Their relationship only grew stronger after that loss to Wyandotte and especially after Manning graduated from KU. Juneau and his wife, Judy, played a mentoring role to Manning and his wife, Julie, as they raised their two kids as young parents.
“Coach Juneau is a godfather to one of my children (Evan, now a sophomore walk-on guard at KU) and one of my best friends,” Manning said. “He’s a wonderful person. He has a great wife and a lovely daughter. His friendship to me is something I definitely cherish. His thought processes and his mentality, I always bounce things off him. He’s definitely a mentor and obviously a great friend.”
Juneau was at the press conference and induction ceremony that night with his wife, looking on with great pride at one of the greatest players in college basketball history.
“It’s obviously a thrill to see Danny go into a great Hall of Fame where he deservedly belongs,” Juneau said. “We enjoyed the moment with him then (at LHS) and I’m enjoying the moment with him now.”
Johnson, who teamed with Manning at KU for two years as a Jayhawk walk-on, also remains buddies with his former Lions’ teammate. He’ll never forget that 1983-84 season when he made a new best friend and got the once-in-a-lifetime opportunity to play with such a versatile and transcending player.
“He was kind of a point guard in a big man’s body,” Johnson said. “It was exciting. I remember just the thrill of walking into the gym and having everyone’s attention on him. You could throw the ball anywhere near the basket and look like a hero.
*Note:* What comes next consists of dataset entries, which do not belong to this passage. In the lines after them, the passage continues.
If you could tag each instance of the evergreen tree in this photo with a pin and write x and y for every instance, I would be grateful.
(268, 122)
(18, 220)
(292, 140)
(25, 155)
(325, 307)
He’d turn average plays into great plays.”
While Manning said the loss to Wyandotte in the state championship game “was a disappointment,” his fond memories during that lone season at Lawrence High 30 years ago will last forever.
“Coming in and meeting new friends and having those guys accept me with open arms was a lot of fun,” Manning said. “I definitely enjoyed my senior year.”
So did the LHS Class of ‘84. Danny, thanks for the memories.